Editors note: Every Tuesday through the end of tax season, The Sun will run an edited transcript of's weekly tax-advice column featuring three experts from the Hunt Valley accounting firm SC&H Group.

I'm a sports official and work as an independent contractor. When I leave my house to work a game, can I deduct the mileage from my house? Are there any other things I may be able to deduct, such as a uniform, shoes, etc.?

- Bob, Baltimore

Independent contractors are considered to be engaged in a trade or business, and are entitled to deduct all ordinary and necessary expenses paid or incurred in carrying on their trade or business. Uniforms are generally deductible if they are of the type that does not lend itself to personal use. Commuting from your home to a work location is generally not deductible. Automobile expenses would be deductible, if you were working at temporary worksites, traveling from your main job to a second job or if you have a home office and are traveling from it to a work site. Consult IRS Publication 463 for more information.

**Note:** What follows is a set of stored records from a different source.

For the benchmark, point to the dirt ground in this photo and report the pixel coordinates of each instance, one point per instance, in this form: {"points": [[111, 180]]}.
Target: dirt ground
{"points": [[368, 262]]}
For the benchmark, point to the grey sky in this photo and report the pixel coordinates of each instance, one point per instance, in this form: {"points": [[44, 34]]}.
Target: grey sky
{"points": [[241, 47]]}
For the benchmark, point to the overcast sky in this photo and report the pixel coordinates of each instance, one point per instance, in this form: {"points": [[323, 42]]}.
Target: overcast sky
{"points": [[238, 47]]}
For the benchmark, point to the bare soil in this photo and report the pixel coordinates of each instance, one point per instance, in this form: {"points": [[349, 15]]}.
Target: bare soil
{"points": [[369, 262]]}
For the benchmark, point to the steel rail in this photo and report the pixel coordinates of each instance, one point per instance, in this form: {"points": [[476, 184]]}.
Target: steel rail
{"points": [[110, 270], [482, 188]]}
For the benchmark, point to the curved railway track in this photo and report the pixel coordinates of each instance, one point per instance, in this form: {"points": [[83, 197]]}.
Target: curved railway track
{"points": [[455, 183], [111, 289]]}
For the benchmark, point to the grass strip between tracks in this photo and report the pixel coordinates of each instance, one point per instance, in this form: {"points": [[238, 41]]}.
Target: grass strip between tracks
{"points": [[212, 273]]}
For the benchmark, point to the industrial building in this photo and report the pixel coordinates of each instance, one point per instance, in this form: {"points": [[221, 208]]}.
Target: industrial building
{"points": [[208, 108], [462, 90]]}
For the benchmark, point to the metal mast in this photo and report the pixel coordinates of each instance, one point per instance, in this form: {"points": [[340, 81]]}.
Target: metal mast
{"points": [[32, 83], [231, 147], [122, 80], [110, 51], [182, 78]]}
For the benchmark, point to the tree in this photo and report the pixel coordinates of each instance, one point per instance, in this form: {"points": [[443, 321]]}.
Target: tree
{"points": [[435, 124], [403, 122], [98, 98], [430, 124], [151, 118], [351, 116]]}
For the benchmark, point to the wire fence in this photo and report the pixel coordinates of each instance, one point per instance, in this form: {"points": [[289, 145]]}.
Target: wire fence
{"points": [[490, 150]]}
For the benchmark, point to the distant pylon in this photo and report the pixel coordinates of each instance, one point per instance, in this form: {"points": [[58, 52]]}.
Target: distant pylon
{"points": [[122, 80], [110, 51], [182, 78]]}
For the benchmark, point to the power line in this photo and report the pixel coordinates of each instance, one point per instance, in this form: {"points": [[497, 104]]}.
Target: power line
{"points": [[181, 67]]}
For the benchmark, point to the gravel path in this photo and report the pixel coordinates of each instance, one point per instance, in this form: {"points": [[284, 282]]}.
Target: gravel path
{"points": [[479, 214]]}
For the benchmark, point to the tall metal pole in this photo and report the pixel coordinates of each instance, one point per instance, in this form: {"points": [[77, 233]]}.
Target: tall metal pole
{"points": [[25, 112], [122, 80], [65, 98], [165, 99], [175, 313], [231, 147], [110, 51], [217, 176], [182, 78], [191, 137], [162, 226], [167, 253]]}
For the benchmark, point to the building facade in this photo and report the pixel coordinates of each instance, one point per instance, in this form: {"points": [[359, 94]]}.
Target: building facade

My spouse attends college and my employer, a university, provides me with tuition remission for half of the cost. That amount is considered taxable income to me and taxes are deducted from my paycheck. In this case, can I consider the remission amounts to have been paid by me and then take the tuition deduction for them?

- Jim, Catonsville

If your employer is treating the tuition remission as taxable income to you, you can include these expenses in your calculation of deductible qualified higher education expenses. The deduction is subject to limitations based on your modified adjusted gross income, and is not allowed if you are also claiming the Hope or lifetime learning credit.

I forgot to claim a capital loss on my taxes last year. I know that the capital loss may have reduced my taxes for the last year but am I legally required to amend my return if I don't want to? I understand that I must amend my return if I had forgotten to claim a capital gain since I would owe more taxes.

- Brad, Columbia

You should always file a complete and accurate tax return. In this case, an amended return is appropriate and may provide a refund. Reporting the capital loss transaction may prevent an IRS inquiry as the related sale may have already been reported to the IRS by a broker via a Form 1099. The IRS would not know if you had a loss, and might assess tax on the entire amount of the proceeds.

Where do I report on Form 1040 and other forms a direct transfer from IRA to a qualified charity? I plan to enclose an explanatory letter and a copy of the broker's report that says money was sent to charity.

- Lee, Parkville

The IRA distribution should be reported on line 15a of your Form 1040. If all of the distribution was donated to charity you should enter '0' on line 15b. If part of the distribution was not donated to charity, the taxable amount of the distribution should be shown on line 15b. Enter "QCD" next to line 15b. The contribution should not be shown as an itemized deduction on schedule A.